You name ’em, we’ve got ’em. They’re up there. They don’t live in Louisiana, they live in Washington. And I’m also a real proponent of equal pay for women and I’m super strong for raising the minimum wage. People in Louisiana are poor and there’s really no reason for it other than the politicians have sold us out. With all the oil and gas and the resources we have, we should be a wealthy state. But we’re a poor state pretty much neck and neck with New Mexico and Mississippi.
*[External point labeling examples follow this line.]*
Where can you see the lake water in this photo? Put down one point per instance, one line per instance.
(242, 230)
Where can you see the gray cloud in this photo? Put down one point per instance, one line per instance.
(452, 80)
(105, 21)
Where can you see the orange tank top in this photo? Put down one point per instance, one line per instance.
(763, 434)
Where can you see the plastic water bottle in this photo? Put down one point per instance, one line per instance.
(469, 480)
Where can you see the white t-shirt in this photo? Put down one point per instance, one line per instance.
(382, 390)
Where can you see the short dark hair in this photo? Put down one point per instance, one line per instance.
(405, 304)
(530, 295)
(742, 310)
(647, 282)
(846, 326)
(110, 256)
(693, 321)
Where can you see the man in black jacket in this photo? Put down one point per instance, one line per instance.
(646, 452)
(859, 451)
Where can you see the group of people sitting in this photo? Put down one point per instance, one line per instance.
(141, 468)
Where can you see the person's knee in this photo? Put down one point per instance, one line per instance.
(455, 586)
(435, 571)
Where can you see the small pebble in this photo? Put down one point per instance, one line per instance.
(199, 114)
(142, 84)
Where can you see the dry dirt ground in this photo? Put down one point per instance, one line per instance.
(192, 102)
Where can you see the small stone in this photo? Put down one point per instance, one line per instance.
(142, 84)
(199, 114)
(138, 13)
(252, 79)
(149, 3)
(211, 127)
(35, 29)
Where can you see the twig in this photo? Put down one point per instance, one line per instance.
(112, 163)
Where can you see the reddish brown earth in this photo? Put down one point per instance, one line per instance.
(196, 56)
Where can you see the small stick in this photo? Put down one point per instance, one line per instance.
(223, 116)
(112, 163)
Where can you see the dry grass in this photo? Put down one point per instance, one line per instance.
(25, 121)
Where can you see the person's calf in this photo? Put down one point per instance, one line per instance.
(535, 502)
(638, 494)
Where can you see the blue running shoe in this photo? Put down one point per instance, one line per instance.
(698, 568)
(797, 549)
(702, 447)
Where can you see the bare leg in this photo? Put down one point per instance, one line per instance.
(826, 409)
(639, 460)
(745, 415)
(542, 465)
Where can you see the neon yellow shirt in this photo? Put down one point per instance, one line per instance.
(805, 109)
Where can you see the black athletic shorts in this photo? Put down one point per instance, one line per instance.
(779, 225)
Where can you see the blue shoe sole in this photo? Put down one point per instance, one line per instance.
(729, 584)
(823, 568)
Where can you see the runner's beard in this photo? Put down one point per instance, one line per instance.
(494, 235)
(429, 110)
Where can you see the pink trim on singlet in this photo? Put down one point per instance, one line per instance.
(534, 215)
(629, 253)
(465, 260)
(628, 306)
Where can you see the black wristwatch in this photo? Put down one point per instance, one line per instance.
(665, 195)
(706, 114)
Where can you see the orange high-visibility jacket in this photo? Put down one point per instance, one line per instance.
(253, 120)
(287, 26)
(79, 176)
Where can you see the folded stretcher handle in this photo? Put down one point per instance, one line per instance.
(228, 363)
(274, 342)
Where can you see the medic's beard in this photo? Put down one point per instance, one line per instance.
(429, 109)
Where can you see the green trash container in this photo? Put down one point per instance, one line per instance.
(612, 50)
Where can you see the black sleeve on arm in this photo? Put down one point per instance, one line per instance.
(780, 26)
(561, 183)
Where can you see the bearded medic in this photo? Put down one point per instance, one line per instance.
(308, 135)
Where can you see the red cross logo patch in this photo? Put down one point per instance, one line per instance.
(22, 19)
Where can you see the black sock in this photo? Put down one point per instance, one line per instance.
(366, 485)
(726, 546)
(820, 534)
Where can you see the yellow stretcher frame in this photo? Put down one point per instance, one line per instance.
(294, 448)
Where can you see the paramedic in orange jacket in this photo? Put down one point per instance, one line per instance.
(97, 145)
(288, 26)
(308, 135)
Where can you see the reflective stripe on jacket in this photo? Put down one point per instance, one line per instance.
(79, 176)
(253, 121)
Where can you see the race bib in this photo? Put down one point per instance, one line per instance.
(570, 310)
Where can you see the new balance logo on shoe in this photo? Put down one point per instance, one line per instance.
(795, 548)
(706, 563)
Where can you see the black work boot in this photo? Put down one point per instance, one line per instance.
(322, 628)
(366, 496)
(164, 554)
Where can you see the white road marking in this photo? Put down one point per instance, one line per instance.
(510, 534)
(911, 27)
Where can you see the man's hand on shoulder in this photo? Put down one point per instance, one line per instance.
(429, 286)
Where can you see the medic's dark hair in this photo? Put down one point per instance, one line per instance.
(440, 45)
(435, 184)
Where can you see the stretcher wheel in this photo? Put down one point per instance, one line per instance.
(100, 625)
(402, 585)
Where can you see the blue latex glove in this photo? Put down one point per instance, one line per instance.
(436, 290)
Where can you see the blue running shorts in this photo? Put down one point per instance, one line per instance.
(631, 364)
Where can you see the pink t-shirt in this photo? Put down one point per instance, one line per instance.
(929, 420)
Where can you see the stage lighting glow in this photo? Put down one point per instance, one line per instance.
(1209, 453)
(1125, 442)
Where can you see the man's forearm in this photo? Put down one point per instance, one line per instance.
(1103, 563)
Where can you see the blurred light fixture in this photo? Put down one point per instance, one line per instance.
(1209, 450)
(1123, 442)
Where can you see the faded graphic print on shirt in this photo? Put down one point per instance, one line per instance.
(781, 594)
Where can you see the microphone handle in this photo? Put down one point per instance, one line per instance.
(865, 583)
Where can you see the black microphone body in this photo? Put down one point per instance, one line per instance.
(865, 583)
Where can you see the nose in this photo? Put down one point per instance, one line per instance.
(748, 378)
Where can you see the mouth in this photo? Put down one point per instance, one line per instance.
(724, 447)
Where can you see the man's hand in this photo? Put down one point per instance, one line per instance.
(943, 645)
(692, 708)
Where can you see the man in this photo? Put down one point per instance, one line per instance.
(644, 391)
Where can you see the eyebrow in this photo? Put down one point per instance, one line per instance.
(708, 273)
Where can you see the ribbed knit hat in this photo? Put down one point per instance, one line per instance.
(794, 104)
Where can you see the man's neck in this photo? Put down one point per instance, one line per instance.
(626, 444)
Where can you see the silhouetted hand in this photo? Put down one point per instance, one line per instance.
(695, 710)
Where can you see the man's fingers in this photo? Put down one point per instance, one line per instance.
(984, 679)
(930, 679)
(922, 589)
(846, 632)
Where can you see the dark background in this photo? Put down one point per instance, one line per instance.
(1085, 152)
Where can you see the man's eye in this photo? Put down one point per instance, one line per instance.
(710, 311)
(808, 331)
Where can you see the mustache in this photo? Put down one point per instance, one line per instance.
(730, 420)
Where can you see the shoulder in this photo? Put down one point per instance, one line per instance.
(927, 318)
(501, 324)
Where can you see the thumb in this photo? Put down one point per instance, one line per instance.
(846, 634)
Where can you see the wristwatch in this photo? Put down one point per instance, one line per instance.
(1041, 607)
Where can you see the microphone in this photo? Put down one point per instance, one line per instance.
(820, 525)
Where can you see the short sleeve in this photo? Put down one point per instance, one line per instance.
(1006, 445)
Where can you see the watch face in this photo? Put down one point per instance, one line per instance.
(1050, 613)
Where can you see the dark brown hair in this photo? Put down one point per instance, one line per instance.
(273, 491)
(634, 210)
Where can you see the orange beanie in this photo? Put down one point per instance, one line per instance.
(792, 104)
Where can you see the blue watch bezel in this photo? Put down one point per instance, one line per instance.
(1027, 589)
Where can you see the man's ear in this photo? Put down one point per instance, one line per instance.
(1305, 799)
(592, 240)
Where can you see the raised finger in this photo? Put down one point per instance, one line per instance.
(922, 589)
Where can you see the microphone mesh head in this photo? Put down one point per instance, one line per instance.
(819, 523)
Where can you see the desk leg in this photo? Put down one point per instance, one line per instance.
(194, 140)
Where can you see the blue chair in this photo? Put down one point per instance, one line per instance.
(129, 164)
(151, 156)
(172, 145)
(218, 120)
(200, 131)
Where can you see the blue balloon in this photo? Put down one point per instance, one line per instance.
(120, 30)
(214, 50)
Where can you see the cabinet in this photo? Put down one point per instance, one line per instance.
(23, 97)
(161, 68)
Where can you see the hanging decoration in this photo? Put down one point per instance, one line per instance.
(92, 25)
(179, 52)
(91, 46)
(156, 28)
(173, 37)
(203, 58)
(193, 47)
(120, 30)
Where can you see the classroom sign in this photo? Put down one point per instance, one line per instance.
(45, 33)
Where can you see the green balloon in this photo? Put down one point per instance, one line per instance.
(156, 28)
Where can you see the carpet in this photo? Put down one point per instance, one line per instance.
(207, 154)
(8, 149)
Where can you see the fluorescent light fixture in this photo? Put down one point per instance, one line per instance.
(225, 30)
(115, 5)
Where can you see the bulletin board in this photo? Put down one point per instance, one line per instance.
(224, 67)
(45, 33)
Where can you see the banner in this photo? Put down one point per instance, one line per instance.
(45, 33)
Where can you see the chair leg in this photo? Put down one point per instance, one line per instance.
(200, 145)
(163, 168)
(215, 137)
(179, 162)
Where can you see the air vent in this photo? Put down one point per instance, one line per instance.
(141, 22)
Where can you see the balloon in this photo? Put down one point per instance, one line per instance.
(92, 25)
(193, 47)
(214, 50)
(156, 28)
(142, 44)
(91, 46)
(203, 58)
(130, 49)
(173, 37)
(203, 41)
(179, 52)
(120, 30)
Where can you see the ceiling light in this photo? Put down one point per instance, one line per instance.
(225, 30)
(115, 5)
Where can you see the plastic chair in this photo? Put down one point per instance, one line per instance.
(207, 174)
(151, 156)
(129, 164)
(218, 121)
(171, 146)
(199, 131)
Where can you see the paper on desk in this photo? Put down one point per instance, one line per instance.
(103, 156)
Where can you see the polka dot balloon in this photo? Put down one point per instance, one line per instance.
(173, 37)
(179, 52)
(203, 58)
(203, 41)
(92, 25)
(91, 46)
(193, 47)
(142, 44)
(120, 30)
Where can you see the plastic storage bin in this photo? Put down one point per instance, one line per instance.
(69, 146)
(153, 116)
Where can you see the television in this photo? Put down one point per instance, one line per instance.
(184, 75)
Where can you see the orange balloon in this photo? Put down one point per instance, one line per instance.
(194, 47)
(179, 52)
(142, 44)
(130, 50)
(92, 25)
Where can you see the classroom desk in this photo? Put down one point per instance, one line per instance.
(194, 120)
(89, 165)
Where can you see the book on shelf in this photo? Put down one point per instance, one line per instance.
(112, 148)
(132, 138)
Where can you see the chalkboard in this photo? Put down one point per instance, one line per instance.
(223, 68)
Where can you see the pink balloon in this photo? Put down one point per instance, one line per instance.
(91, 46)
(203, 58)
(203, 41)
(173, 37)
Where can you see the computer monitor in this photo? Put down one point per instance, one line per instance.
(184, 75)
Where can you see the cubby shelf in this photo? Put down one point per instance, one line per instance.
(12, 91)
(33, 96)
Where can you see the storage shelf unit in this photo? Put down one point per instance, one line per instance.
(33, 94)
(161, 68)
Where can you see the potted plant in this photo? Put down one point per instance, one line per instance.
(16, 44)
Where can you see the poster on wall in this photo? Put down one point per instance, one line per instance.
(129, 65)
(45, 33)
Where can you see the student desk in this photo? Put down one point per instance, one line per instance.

How can Louisiana, with all the oil and gas, all the resources, hundreds of miles of pipeline, the Mississippi River, how in the world could we ever be compared to Mississippi? It’s a shame. Because we’ve been sold down the river, no pun intended, by big politicians who live in Washington, D.C., and come home at Christmas to see their friends and tell them how much they like seeing ’em, but by the way, we’ve got to go back up to Washington to live.

So, that’s a sad state of affairs. By the way, Kennedy’s against raising the minimum wage, he’s against equal pay for women, he doesn’t think there’s any global warming, he doesn’t want to make the oil companies pay for the damage [to the Louisiana coast]. I mean, we are, as two people, as much not alike as black and white. Salt and pepper. We have nothing in common more than we’re both human and both breathing air. Other than that, we’re not alike.